In this work, summarily, we propose methods for assessing replicability from GWAMA, reanalyze an ultra-large-scale GWAMA of tobacco and alcohol use phenotype, and identify a number of interesting rare variant associations. The proposed methods and software will benefit future large-scale genetic studies using biobanks.


A motivating example

The MAMBA model was motivated by the observed patterns of outliers from multiple large-scale GWAMA on lipids levels and smoking drinking traits. As a motivating example, we plotted the contributed summary association statistics (i.e. the Z-score statistic) from each participating study (Fig. 1) for a SNP for a Smoking Initiation (SmkInit) phenotype in GSCAN. Under the assumption that the genetic effects are similar in different studies, the magnitude of the Z-score statistic should be approximately proportional to the square root of the sample size. However, as shown in Fig. 1, there is an outlier study that contributes a disproportionally large Z-score, which leads to a significant fixed effect meta-analysisp-value (p = 1 × 10−9). Just as in this example, an outlier from a contributing study may easily dominate the result in a fixed effect meta-analysis, even if a majority of the test statistics follow the null distribution. This insight motivated us to model the effect size estimates from participating studies as a mixture of outliers with inflated variance and normal well-behaved estimates.

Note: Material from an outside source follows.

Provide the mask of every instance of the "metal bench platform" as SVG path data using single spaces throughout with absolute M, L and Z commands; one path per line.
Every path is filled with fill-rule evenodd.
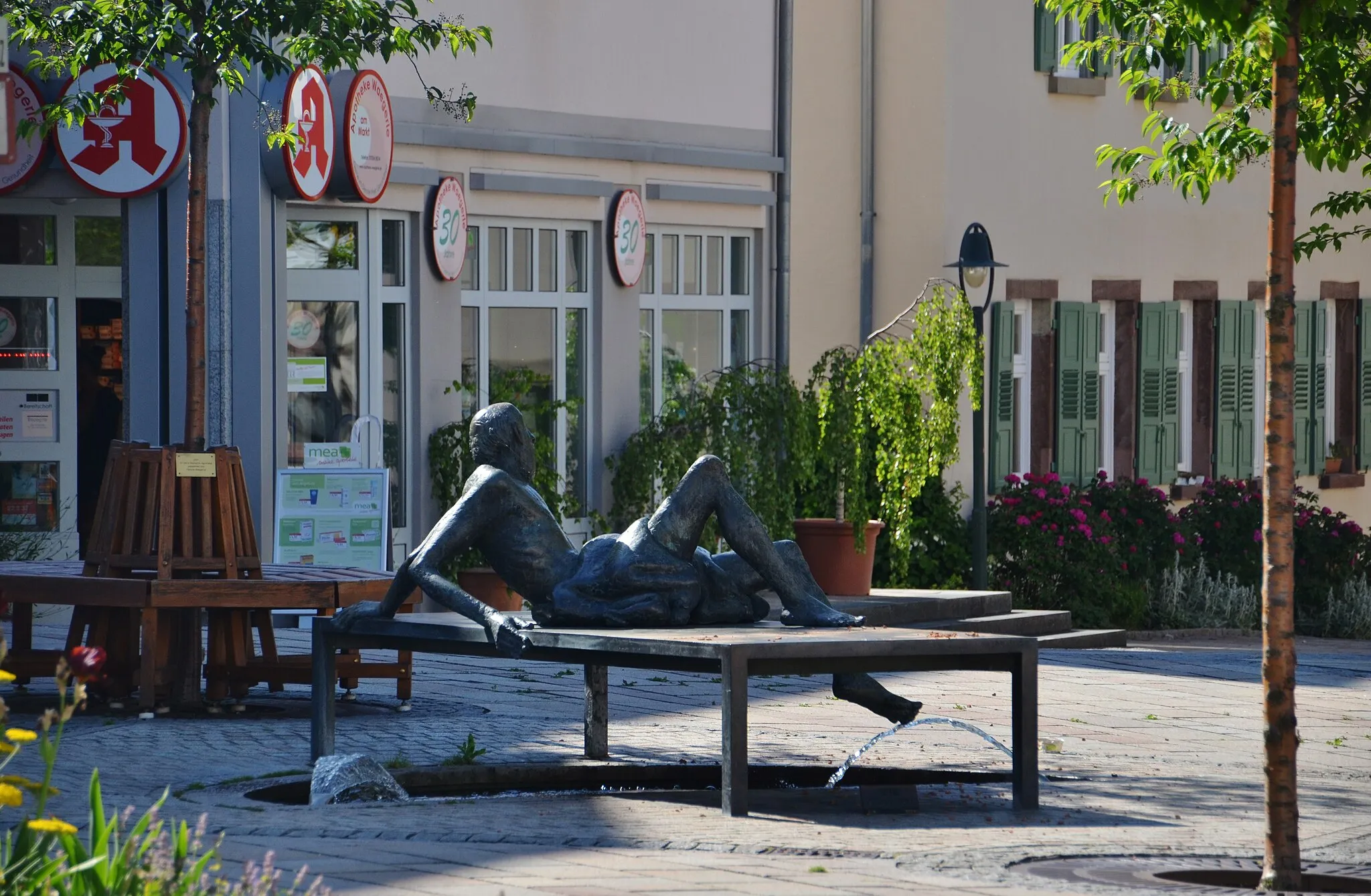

Fig. 1: Cohort level Z-scores for a genome-wide significant SNP that was identified as non-replicable for a Smoking Initiation (SmkInit) phenotype from GSCAN Consortium.
figure 1

Cross-mark indicates the meta-analysis z-score from a two-sided hypothesis test unadjusted for multiple comparisons. The size of the dot is proportional to the sample size of the cohort. Identified “outlier” summary statistic is marked as orange, which has a disproportionally large Z-score and drives the meta-analysis association results. The purple triangle indicates the MAMBA estimated Z-score, the posterior probability of replicability is 9 × 10−22, very close to 0. Source data are provided as a Source Data file.

Methods overview

MAMBA is a two-level mixture model that takes the genetic effect bj and its standard deviation sj from participating studies as input for a particular SNP j, i.e. \({\boldsymbol{b}}_{\boldsymbol{j}} = ( {b_{j1}, \ldots ,b_{jK}} )\) and \({\boldsymbol{s}}_{\boldsymbol{j}} = ( {s_{j1}, \ldots ,s_{jK}})\). To mathematically describe this model, we define indicator variable Rj ~ Bernoulli (π), with Rj = 1 if the SNP has a real non-zero effect. When the SNP has null effect (i.e. Rj = 0), we further define an indicator variable Ojk ~ Bernoulli (λ) indicating whether the SNP is a spurious association with inflated variation (i.e. Ojk = 1) in study k, or it is a well-behaved null SNP (i.e. Ojk = 0). Conditional on the indicators, the distribution of the genetic effect bjk satisfies

$$\begin{array}{l}p(b_{jk}|\mu _j,R_j = 1)\sim N\big( {\mu _j,s_{jk}^2} \big)\;{\mathrm{with}}\; p\big( {\mu _j|R_j = 1} \big)\sim N\left( {0,\tau ^2} \right)\\ p\big( {b_{jk}|\mu _j = 0,R_j = 0,O_{jk} = 0} \big)\sim N\big( {0,s_{jk}^2} \big)\\ p(b_{jk}|\mu _j = 0,R_j = 0,O_{jk} = 1)\sim N\big( {0,\alpha s_{jk}^2} \big)\end{array}$$

Here a is an inflation factor which captures the extent of inflation in the observed effect sizes for outlier summary statistics (i.e. Rj = 0, Ojk = 1). As a special case, when no outliers exist, conditional on the mean value parameter μj, the MAMBA model reduces to that of a fixed effect meta-analysis21, i.e. \(p(b_{jk}|\mu _j)\sim N( {\mu _j,s_{jk}^2} )\) for all SNPs. As the goal of the model is to identify replicable associations, we do not allow for outliers or model variance inflation when a SNP has real non-zero genetic effect (i.e. the case Rj =1, Ojk = 1 is not considered in our model). To assess the replicability of GWAS loci, we choose the sentinel variant from each locus as input, which is pruned based upon linkage disequilibrium. We assume that the SNPs used in the model are independent, so the likelihood for all SNPs becomes the product of the likelihood of individual SNPs. When it is of interest to estimate the genetic effect sizes of all variants in a locus (and not merely the sentinel variants), we found that fitting the same model using correlated SNPs led to similar improvements as MAMBA in estimating genetic effect size. In this case, the model can be considered as a composite likelihood (MAMBA-est), which takes all SNPs in the identified loci as input. This allows for genome-wide estimates of genetic effect size, which can be used for many downstream analyses. If the primary goal of the analysis is assessing replicability, MAMBA is preferred to MAMBA-est due to its computational convenience. A more detailed comparison of MAMBA and MAMBA-est can be found in “Results”.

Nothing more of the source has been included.